The iceberg is enormous - one of the most massive ever seen from Antarctica. Its volume is twice that of Lake Erie, scientists said, and it contains so much mass that if all of it were added anew to the ocean, the iceberg would drive almost 3 millimetres of global sea level rise.

But the detachment of the iceberg will not affect global sea level on its own, since the ice that has detached was already afloat in the ocean. Kurtz said the detachment does, however, put the destabilisation of the larger Larsen C ice shelf into question.

"If an ice shelf collapses, the consequences would be a faster rate of sea level rise," Kurtz said. "Because the ice shelf is helping to hold the ice on the Antarctic peninsula back, (the ice) is going to flow out faster."
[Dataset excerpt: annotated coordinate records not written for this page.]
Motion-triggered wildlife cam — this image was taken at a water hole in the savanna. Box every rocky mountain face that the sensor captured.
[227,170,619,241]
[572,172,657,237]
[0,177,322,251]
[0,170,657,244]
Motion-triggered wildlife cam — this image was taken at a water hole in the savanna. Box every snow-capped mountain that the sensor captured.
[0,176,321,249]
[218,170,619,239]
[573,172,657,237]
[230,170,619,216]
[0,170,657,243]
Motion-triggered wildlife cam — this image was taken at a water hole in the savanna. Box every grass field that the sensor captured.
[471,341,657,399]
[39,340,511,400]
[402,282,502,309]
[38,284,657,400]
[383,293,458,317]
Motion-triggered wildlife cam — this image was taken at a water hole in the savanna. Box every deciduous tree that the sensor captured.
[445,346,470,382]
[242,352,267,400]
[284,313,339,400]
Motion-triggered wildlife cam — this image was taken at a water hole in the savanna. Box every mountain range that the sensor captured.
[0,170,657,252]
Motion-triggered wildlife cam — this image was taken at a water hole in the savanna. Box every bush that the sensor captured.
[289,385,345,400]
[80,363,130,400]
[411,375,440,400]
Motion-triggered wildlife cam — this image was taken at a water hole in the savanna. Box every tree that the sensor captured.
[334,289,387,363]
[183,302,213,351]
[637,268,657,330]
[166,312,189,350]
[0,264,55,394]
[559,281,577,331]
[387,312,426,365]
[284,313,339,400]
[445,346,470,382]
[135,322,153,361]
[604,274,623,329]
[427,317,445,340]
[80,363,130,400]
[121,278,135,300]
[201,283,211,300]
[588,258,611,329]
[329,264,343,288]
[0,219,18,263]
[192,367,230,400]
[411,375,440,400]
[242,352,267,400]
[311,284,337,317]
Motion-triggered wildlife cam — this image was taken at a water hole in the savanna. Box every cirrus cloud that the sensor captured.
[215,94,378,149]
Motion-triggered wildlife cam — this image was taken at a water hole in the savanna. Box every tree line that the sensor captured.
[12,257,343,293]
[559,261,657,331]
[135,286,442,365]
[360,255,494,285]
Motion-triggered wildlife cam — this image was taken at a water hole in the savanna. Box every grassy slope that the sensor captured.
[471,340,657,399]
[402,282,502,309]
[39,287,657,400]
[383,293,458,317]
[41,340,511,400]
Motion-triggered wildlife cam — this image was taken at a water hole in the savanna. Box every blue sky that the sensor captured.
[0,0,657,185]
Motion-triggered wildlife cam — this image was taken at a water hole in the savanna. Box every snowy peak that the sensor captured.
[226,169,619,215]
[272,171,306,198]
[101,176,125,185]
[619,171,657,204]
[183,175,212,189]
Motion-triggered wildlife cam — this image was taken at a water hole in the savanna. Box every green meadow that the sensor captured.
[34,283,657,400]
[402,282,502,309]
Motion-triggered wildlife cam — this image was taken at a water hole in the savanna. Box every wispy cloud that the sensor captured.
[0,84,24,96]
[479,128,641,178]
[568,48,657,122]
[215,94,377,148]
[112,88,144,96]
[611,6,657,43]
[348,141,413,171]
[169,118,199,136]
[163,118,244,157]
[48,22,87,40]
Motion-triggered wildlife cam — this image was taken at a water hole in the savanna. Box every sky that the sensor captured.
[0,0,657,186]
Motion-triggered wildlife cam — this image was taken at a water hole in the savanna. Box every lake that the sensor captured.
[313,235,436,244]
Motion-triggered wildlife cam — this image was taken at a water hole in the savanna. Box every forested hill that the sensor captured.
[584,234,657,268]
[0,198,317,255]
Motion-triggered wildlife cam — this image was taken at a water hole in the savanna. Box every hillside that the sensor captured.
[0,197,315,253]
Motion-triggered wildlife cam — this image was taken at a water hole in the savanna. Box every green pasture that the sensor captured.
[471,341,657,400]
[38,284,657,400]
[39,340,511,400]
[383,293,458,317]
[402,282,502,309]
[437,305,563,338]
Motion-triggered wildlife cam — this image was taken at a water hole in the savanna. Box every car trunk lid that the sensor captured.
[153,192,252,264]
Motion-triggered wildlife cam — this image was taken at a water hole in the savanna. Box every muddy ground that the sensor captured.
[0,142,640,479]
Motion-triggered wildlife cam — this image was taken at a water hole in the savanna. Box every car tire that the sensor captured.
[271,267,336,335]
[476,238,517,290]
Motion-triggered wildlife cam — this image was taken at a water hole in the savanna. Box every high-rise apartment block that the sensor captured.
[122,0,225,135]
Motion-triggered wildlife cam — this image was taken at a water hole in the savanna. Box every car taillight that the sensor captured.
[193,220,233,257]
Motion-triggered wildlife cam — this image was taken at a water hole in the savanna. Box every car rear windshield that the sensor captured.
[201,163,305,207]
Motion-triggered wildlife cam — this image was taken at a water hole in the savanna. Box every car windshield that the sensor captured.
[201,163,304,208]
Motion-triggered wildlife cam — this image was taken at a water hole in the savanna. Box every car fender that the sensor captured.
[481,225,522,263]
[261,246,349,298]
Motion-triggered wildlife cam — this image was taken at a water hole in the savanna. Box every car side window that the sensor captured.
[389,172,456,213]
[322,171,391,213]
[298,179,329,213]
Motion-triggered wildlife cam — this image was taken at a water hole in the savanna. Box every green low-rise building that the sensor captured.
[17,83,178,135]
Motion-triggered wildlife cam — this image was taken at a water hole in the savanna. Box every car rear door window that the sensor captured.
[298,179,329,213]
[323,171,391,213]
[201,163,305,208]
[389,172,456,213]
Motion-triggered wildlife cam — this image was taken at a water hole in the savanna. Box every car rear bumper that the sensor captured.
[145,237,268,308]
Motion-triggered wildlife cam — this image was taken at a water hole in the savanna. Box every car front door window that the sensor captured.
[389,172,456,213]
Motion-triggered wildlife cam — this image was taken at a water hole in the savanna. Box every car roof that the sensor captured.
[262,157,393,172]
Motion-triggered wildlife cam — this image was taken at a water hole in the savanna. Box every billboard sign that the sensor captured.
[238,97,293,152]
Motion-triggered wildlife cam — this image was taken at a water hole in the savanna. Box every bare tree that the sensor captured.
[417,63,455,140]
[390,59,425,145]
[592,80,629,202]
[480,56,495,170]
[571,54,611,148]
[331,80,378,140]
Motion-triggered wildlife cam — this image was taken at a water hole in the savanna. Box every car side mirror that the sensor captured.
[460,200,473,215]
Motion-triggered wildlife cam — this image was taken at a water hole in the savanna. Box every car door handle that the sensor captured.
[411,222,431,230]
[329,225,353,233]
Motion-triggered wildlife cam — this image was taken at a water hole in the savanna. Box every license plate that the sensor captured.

The iceberg's progress will be difficult to predict, Adrian Luckman, the lead MIDAS researcher and an Antarctic scientist at Swansea University, told The Washington Post in July.

It could remain in one piece but is more likely to break into fragments. Some of the ice could remain in the area for decades, while other parts may drift north into warmer waters.

The change is large enough that it will trigger a redrawing of the Antarctic coastline, Ted Scambos, senior research scientist with the National Snow and Ice Data Center, told The Post in July. The Larsen C ice shelf, previously the fourth-largest of its kind in Antarctica, is now probably only the fifth- or sixth-largest, he said.

Larger icebergs have broken off Antarctica in the past, however, including an iceberg of over 4,000 square miles (10,360 sq km) in 2000. Almost twice the size of this iceberg, it broke off the Ross Ice Shelf, Antarctica's largest floating ice body. It was the biggest iceberg ever recorded.

The Larsen C ice shelf lost a bigger piece in 1986, Scambos said, but that occurred under different circumstances. The shelf had grown considerably and extended much farther into he Weddell Sea than it does now. This detachment is different, he said, because the ice shelf is now much smaller.

There is a debate over whether the detachment of the iceberg can be attributed in any way to climate change.

Scientists don't have all the data that they would need to show what is happening in the environment of the floating Larsen C ice shelf, which is affected not only by air temperatures above it but also ocean temperatures below it.

Antarctica's ice shelves do calve large pieces regularly. But at the same time, Larsen C is the next ice shelf in line in a southward progression that has previously seen the collapse of the Larsen A and Larsen B ice shelves, making this occurrence at least suspicious.

Eric Rignot, a NASA and University of California-Irvine researcher, told The Post in July that he is convinced of a climate role.

"For me, there is no doubt that this event is not part of a natural cycle," he said by email.

"The Larsen C ice shelf will not collapse for another few decades, most likely, but this calving is unique in the history of the ice shelf since first seen by human eyes by the Norwegian explorer Carl Anton Larsen in 1893."